Metro's Desmond: "Heckuva Job, Metro!"
We realize plenty of people are still steamed about the loss of our public transportation system during the recent snow and, currently, during the widely celebrated "It's almost New Year's Eve" holidays. Most of you are probably at home right now, sipping hot cocoa. Enjoy it! It's the holidays!
But it is hilarious that Metro's Kevin Desmond pops up as a guest editorialist in the P-I this morning--like Metro, running a little late--to defuse the anger and upset with double-helpings of self-serving platitudes.
The 43 bus collecting passengers during a snow flurry
When the first snow fell, Metro was fully prepared with an operational plan that had all buses chained and snow routes in effect. But normal snow plans were no match for the severity of the storms and the ongoing dangerous driving conditions.
"Fully prepared" with plans that were "no match" for conditions. Oh.
The problem is that Metro's administration--all year round, for decades--has not been up to the task of running something the size of Metro. In the best conditions, getting timely, accurate information out of Metro is a chore. Many stops go without schedules, and most without maps. Now Metro wants everyone to visit them online--they've been putting up their website address at stops. There, a new sticker! Now all our passengers have smart phones with unlimited data plans!

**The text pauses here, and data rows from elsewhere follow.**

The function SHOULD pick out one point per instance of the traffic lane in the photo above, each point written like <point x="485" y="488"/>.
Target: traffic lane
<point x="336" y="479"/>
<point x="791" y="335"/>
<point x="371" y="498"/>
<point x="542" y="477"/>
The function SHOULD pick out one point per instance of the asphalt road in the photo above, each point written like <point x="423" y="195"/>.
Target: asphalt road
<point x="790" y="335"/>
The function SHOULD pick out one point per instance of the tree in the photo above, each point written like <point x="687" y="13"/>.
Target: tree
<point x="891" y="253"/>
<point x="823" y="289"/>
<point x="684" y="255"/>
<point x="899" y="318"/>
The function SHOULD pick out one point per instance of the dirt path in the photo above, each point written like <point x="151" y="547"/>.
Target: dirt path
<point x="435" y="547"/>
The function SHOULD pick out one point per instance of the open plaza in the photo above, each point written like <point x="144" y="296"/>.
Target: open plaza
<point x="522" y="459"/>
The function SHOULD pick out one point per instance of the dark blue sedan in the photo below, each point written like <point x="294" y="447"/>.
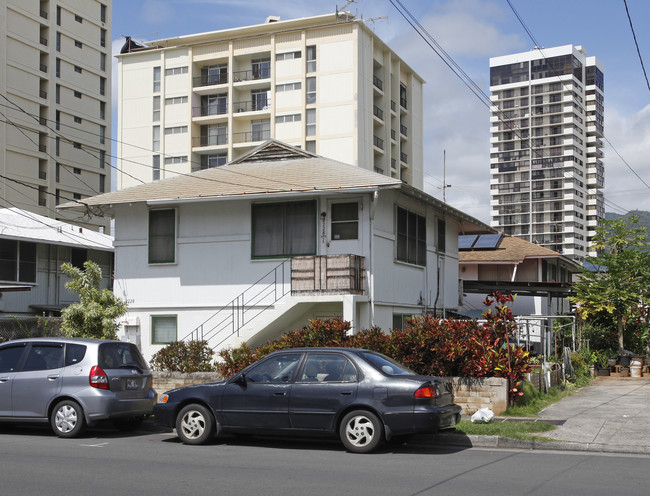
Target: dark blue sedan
<point x="362" y="396"/>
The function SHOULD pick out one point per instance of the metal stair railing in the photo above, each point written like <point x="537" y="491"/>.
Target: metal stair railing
<point x="260" y="296"/>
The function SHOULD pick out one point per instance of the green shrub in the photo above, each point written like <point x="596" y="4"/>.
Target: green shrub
<point x="184" y="356"/>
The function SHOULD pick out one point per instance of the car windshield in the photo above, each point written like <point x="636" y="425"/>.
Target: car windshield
<point x="386" y="365"/>
<point x="117" y="355"/>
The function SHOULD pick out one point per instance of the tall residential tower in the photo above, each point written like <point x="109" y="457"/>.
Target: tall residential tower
<point x="546" y="147"/>
<point x="326" y="83"/>
<point x="55" y="92"/>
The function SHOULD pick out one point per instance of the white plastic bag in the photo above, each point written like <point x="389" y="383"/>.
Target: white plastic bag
<point x="482" y="416"/>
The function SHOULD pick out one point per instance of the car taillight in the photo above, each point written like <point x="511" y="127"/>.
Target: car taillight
<point x="98" y="378"/>
<point x="427" y="392"/>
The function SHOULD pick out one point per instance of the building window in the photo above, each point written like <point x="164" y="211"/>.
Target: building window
<point x="281" y="119"/>
<point x="442" y="235"/>
<point x="176" y="130"/>
<point x="163" y="329"/>
<point x="175" y="100"/>
<point x="288" y="55"/>
<point x="156" y="79"/>
<point x="288" y="87"/>
<point x="162" y="236"/>
<point x="216" y="160"/>
<point x="17" y="261"/>
<point x="156" y="108"/>
<point x="284" y="229"/>
<point x="311" y="90"/>
<point x="155" y="142"/>
<point x="411" y="237"/>
<point x="176" y="160"/>
<point x="175" y="71"/>
<point x="311" y="58"/>
<point x="156" y="167"/>
<point x="345" y="221"/>
<point x="311" y="122"/>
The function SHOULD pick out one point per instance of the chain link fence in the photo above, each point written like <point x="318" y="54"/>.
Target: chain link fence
<point x="16" y="327"/>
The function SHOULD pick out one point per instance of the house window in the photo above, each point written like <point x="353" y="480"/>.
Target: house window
<point x="345" y="221"/>
<point x="442" y="234"/>
<point x="163" y="329"/>
<point x="284" y="229"/>
<point x="162" y="236"/>
<point x="311" y="58"/>
<point x="411" y="237"/>
<point x="17" y="261"/>
<point x="156" y="79"/>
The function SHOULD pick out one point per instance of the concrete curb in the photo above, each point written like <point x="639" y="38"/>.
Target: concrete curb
<point x="473" y="441"/>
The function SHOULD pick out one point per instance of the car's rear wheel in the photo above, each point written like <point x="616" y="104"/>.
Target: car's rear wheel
<point x="361" y="431"/>
<point x="67" y="419"/>
<point x="195" y="424"/>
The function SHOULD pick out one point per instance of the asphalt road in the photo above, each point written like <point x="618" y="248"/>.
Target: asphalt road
<point x="34" y="462"/>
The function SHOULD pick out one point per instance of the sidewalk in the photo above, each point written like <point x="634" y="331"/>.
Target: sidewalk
<point x="610" y="415"/>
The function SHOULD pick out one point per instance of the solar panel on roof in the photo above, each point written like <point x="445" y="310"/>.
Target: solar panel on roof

In the worst conditions, Metro can't provide you with information because they don't know, either. But as always, a consistent Metro attitude prevails: you don't need to know. We caught a 14 bus from downtown one snowy night, which in theory runs down Summit. (The 10 and 12 routes were canceled. Capitol Hill? Who lives there?) We rode it up the hill past Summit, to Broadway and then north on Broadway. The driver never said a word to the packed bus about the new route, or where we were headed.
Kevin, people understand there was a snow storm. They understand safety. They understand reduced service and the city's inability to deal with snow. They may even understand that you bought a shitload of articulated buses that aren't safe on Seattle's hills in many conditions, not just snow. What they don't understand is what you were unable to tell them: if their bus was coming, how long it would take, and where it was going on its "unpublished re-route." That is why so many people are upset--especially when things are uncertain, people value accurate, timely information.
There is a smaller, more incensed group--typically top of a hill-dwellers--who didn't take kindly to being stranded for days. Their anger at Metro for not having a worst-case service scenario in place is not simply due to inconvenience and frustration. They weren't aware that they were expendable, so to speak. Now they know, and an editorial isn't going to lift their spirits.